In summary, when compared with the PPD-based TST, IGRAs and newer skin tests might offer some incremental advantages, primarily improved specificity (table 1). Newer skin tests, if reagents can be produced at scale, may also offer a system to resolve PPD shortages, which are becoming increasingly frequent [16], including in high-income countries. But sadly, none of the available LTBI diagnostics really get us what we want: a highly predictive test that can help target those who will benefit most from LTBI therapy. To develop such predictive tests, we need transformative research that will enable us to identify biomarkers or bio-signatures that can resolve the LTBI spectrum [8] and help target those at highest risk of progressing to active disease.
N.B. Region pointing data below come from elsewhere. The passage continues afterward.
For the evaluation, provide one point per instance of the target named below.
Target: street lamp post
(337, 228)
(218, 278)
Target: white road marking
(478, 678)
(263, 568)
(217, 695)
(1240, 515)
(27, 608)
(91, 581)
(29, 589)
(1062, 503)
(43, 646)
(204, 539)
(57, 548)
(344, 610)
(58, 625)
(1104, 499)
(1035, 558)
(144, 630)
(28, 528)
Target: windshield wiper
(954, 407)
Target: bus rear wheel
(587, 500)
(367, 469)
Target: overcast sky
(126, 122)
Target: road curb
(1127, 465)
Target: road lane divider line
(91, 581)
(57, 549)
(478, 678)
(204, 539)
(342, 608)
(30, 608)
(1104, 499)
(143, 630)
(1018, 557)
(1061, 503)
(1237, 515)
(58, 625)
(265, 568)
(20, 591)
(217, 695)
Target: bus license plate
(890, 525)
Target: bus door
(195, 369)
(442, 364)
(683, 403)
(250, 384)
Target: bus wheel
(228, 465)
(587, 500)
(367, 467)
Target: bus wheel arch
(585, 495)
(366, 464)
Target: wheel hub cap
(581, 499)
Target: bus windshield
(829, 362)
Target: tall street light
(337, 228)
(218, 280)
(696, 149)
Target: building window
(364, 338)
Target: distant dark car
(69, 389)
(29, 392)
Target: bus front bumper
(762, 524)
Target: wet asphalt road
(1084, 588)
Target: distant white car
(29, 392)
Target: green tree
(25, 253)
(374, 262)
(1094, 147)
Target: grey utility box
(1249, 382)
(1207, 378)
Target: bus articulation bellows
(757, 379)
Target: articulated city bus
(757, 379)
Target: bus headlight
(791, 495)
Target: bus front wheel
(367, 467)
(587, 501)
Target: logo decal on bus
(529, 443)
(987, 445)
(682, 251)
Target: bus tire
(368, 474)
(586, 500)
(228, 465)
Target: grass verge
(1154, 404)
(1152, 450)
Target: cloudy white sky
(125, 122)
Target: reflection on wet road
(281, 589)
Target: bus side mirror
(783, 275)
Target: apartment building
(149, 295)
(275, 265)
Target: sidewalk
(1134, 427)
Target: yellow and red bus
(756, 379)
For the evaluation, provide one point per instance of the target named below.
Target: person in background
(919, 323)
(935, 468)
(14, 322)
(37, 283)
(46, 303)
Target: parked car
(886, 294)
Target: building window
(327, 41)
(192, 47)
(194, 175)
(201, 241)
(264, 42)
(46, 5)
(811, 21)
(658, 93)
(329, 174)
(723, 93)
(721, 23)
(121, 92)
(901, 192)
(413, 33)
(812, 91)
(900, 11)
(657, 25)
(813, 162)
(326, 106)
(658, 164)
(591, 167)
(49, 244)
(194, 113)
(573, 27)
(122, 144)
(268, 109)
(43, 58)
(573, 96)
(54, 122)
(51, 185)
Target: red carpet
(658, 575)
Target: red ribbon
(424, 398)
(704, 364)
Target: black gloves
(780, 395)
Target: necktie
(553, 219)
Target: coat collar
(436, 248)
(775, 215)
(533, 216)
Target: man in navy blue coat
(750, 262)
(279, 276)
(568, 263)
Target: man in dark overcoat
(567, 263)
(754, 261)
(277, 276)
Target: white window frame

Target product profiles for such a transformative LTBI test are being developed by the Foundation for Innovative New Diagnostics (FIND) (Geneva, Switzerland), the New Diagnostics Working Group of the Stop TB Partnership, WHO, and other partners. Recent TB diagnostic market analyses and projections might also help increase industry and donor interest in research and development [17], resulting in the development of much-needed innovative products. It is important that future tools are validated not just for accuracy, but also for clinical impact, cost-effectiveness and feasibility in low-resource settings [18]. Of course, affordability of new tools is a critical consideration for scale-up and impact [18].

Until we have substantially improved tools to maximise the predictive value of existing tests, LTBI screening should be reserved for those who are at a sufficiently high risk of progressing to disease. Such high-risk individuals may be identifiable using multivariable risk prediction models, which incorporate test results with traditional risk factors, and using serial testing to resolve underlying phenotypes [5].